Paradoxes in the Balancing Mechanism
MV mechanics exhibit several counterintuitive paradoxes, where adaptive or dysfunctional responses lead to outcomes opposite to expectations. These highlight the interplay of geometry, contractility, and force transmission:
- Paradoxical systolic PM elongation: Normally, PMs shorten during systole (1 cm) to offset annular descent and maintain annulopapillary balance. Post-myocardial infarction (MI), scarred or ischemic PMs paradoxically elongate driven by transmitral pressure tension. This decreases annulopapillary distance, attenuates tethering, and reduces MR severity—contrary to the intuition that PM weakness worsens regurgitation. However, extreme elongation risks leaflet prolapse, flipping the paradox to increased MR.

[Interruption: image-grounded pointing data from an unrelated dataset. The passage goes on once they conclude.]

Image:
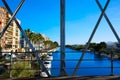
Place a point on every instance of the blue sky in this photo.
(81, 16)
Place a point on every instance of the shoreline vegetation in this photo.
(101, 48)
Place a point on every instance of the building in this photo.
(11, 39)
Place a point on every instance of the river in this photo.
(92, 64)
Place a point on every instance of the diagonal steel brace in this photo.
(26, 38)
(88, 43)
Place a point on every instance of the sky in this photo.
(43, 16)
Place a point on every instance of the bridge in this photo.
(63, 74)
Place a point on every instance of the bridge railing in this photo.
(24, 61)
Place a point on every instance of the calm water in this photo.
(87, 67)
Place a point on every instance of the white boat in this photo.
(47, 64)
(43, 74)
(49, 58)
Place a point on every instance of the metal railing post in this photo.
(62, 38)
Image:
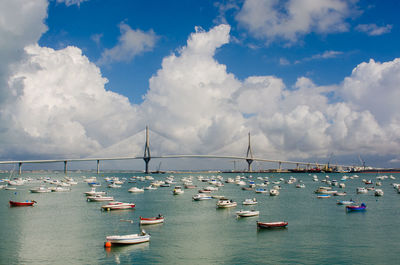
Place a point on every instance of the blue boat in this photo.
(361, 207)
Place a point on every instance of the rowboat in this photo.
(99, 198)
(243, 213)
(18, 204)
(272, 224)
(226, 203)
(152, 220)
(118, 206)
(129, 239)
(361, 207)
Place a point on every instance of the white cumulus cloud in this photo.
(292, 19)
(130, 44)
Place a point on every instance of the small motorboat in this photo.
(178, 190)
(274, 192)
(250, 201)
(378, 192)
(100, 198)
(129, 239)
(118, 206)
(135, 190)
(226, 203)
(243, 213)
(19, 204)
(152, 220)
(40, 189)
(345, 202)
(201, 197)
(93, 192)
(270, 225)
(361, 207)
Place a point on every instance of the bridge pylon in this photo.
(249, 156)
(146, 156)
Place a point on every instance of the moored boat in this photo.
(226, 203)
(244, 213)
(118, 206)
(361, 207)
(152, 220)
(270, 225)
(18, 204)
(129, 239)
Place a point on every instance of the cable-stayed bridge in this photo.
(147, 157)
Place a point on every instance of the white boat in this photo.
(129, 239)
(250, 201)
(100, 198)
(178, 190)
(93, 192)
(201, 197)
(226, 203)
(152, 220)
(135, 190)
(243, 213)
(40, 189)
(118, 206)
(274, 192)
(378, 192)
(362, 190)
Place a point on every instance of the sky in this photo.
(314, 81)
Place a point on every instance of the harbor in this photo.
(64, 228)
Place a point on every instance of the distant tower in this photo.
(146, 156)
(249, 155)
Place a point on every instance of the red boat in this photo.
(26, 203)
(272, 224)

- PM dysfunction attenuating ischemic MR: In isolated dysfunction, reduced PM contraction intuitively increases slack chordae and prolapse risk. Yet, in localized basal inferior LV remodeling, PM dysfunction (measured as reduced longitudinal systolic strain) inversely correlates with MR fraction attenuating MR by limiting excessive tethering. This holds only with certain level of remodeling . Gross and asymmetrical remodeling can exaggerate tethering and increase the MR.
- Dynamic EROA reduction despite peak driving pressure: MR often peaks early systole (when closing forces are low and tethering dominates) but paradoxically decreases midsystole, even as LV pressure (driving force) maximizes. This occurs because rising closing forces (transmitral gradient) overcome tethering, shrinking the orifice mimicking reduced regurgitation when it should worsen.Thgis mechansim can some times seen when MR jet is bi-fid in doppler tracing.

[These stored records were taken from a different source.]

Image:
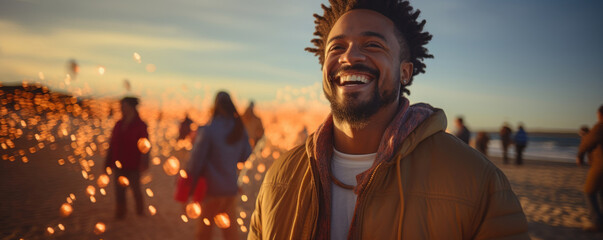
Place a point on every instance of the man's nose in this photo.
(352, 55)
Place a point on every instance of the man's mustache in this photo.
(356, 67)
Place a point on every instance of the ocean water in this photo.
(560, 147)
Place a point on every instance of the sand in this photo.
(552, 198)
(31, 194)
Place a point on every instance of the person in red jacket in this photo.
(124, 156)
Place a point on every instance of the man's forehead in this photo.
(363, 22)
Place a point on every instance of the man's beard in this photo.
(350, 109)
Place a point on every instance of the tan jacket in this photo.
(435, 188)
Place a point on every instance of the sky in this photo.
(536, 62)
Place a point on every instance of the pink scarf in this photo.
(405, 121)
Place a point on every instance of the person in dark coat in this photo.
(462, 131)
(505, 139)
(126, 158)
(521, 141)
(592, 144)
(481, 142)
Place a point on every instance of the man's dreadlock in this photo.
(410, 32)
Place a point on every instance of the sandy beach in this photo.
(32, 192)
(552, 198)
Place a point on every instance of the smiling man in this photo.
(378, 167)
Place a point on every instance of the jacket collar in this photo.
(399, 137)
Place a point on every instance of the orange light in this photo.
(183, 174)
(152, 210)
(193, 210)
(66, 209)
(137, 57)
(144, 145)
(103, 180)
(222, 220)
(261, 168)
(101, 70)
(90, 190)
(123, 181)
(99, 228)
(171, 166)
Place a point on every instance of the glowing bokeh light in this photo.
(90, 190)
(151, 67)
(144, 145)
(101, 70)
(183, 174)
(152, 210)
(66, 209)
(222, 220)
(103, 180)
(99, 228)
(123, 181)
(193, 210)
(137, 57)
(171, 166)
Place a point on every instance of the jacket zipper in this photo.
(360, 210)
(314, 171)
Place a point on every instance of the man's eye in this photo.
(374, 45)
(335, 47)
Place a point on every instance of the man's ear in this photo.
(406, 68)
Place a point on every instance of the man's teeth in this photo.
(353, 79)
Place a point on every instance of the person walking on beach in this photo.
(218, 148)
(124, 156)
(184, 131)
(253, 125)
(481, 142)
(378, 167)
(462, 132)
(592, 144)
(505, 139)
(520, 141)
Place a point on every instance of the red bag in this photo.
(183, 189)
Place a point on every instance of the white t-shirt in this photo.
(345, 167)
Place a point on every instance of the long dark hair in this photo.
(224, 107)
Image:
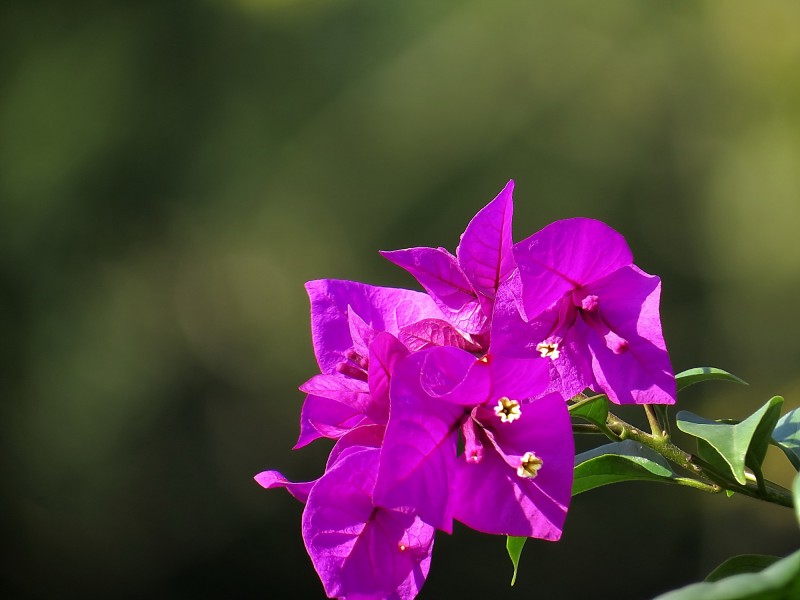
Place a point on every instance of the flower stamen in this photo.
(529, 466)
(508, 410)
(548, 349)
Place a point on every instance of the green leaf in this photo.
(779, 581)
(617, 462)
(594, 410)
(796, 494)
(514, 546)
(698, 374)
(787, 436)
(732, 447)
(744, 563)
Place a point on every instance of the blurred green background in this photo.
(171, 173)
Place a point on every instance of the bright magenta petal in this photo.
(323, 417)
(455, 376)
(564, 256)
(359, 550)
(274, 479)
(435, 332)
(485, 252)
(385, 352)
(490, 496)
(629, 304)
(383, 309)
(419, 449)
(345, 390)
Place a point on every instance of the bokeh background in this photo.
(171, 173)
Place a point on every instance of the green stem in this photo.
(655, 426)
(707, 478)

- Imbalanced chordal forces causing focal prolapse: In acute ischemic MR (e.g., posterior wall ischemia), tethering redistributes unevenly: tension drops in ischemic-side chordae but rises on the nonischemic side causing focal tenting and relative prolapse on the ischemic commissure. This creates an eccentric jet despite global LV contraction.
This article clearly tells us that the forces acting on the mitral valve apparatus are so complex. The conceptual model of tethering and closing forces may be oversimplified. There are variable interactions between them. More importantly, the atrial forces also influence and intrude into these forces. Realize that MV competence is not just about force magnitude but their vectorial distribution and timing, often amplified by LV geometry changes.
Final message
As cardiologists and surgeons, we must realize the fact, how important it is to analyze both anatomy and the physiological impact when we rush to clip, cut, or repair it with annuloplasty and subvalvular interventions.
*Sometimes, it might even be tempting to do mitral valve replacement, even when it is not indicated, because we need not bother about all these dizzy mechanics and physics of MR jet forces.